The physics student evacuated from Moscow
On 16 October 1941, Moscow lives through its darkest day. The Wehrmacht's panzers are only about a hundred kilometres away, Operation Typhoon threatens the capital, and the Soviet state orders the mass evacuation of institutions, factories and officials to the interior. It is the "great panic": packed trains at Kazan station, files burned, rumours of imminent collapse. Moscow State University (MGU) is ordered to evacuate. For a physics student in his early twenties, should he board the convoy, rush to the recruitment office, or get hired at a dismantled factory?
The evacuation of the universities was an extraordinary logistical effort. MGU first went to Ashgabat, in Turkmenistan, on the edge of the Karakum desert, and reached Sverdlovsk, in the Urals, only in the summer of 1942. Cattle wagons, cold, hunger, typhus, weeks of travel: such was the daily lot of the displaced.
This migration was part of the greatest industrial transfer in history: under the aegis of the Council for Evacuation, more than 1,500 major enterprises and 10 to 16 million people were moved to the Urals, Siberia, Kazakhstan and Central Asia in 1941–1942. For young people, each path weighed heavily: enlisting meant risking the opolcheniye, those poorly armed militia divisions with appalling losses; the factory imposed eleven- or twelve-hour days; the university meant an uncertain exile.

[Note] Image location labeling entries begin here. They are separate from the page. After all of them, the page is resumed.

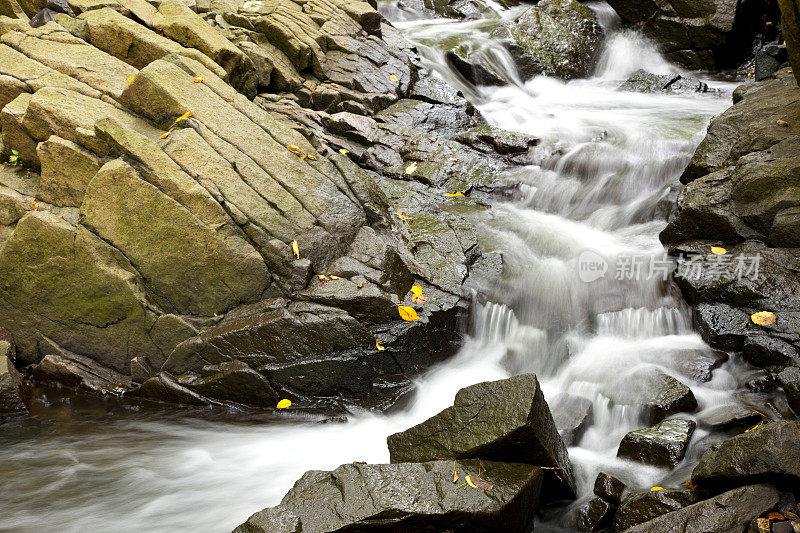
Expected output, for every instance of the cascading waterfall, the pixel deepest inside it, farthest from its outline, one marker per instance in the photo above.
(598, 183)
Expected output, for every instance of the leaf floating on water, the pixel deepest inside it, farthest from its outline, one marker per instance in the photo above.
(763, 318)
(409, 314)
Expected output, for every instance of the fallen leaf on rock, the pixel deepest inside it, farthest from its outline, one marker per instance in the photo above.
(763, 318)
(409, 314)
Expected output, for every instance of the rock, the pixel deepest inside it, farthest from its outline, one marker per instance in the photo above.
(716, 34)
(658, 394)
(645, 82)
(571, 415)
(789, 379)
(592, 515)
(790, 28)
(661, 445)
(10, 394)
(609, 488)
(769, 453)
(405, 497)
(559, 38)
(504, 420)
(728, 512)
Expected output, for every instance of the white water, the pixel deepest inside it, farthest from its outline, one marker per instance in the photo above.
(617, 155)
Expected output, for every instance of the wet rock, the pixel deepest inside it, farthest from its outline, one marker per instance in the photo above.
(10, 394)
(559, 38)
(657, 393)
(789, 379)
(731, 511)
(661, 445)
(642, 81)
(641, 507)
(571, 415)
(769, 453)
(405, 497)
(609, 488)
(505, 420)
(716, 34)
(592, 515)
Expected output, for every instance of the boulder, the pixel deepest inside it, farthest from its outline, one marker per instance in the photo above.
(609, 488)
(709, 35)
(559, 38)
(406, 497)
(641, 507)
(505, 420)
(728, 512)
(661, 445)
(10, 394)
(770, 452)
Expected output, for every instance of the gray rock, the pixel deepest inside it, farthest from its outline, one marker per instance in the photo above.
(642, 507)
(406, 497)
(505, 420)
(661, 445)
(609, 488)
(571, 415)
(769, 453)
(727, 513)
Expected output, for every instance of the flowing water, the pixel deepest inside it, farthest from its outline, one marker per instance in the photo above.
(596, 192)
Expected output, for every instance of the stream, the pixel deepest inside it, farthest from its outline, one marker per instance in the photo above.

Should this student follow his university's evacuation to the east, enlist for the front, or join an armaments factory?
The majority of students and teachers of the great Soviet universities followed the state-organised evacuation. MGU left for Ashgabat in the autumn of 1941, was then transferred to Sverdlovsk in the summer of 1942, and continued its teaching there before returning to Moscow in 1943. The evacuation preserved the country's scientific elite at the cost of an exhausting exile marked by hunger, cold and disease; many graduates of those years went on to feed Soviet research and the war industry.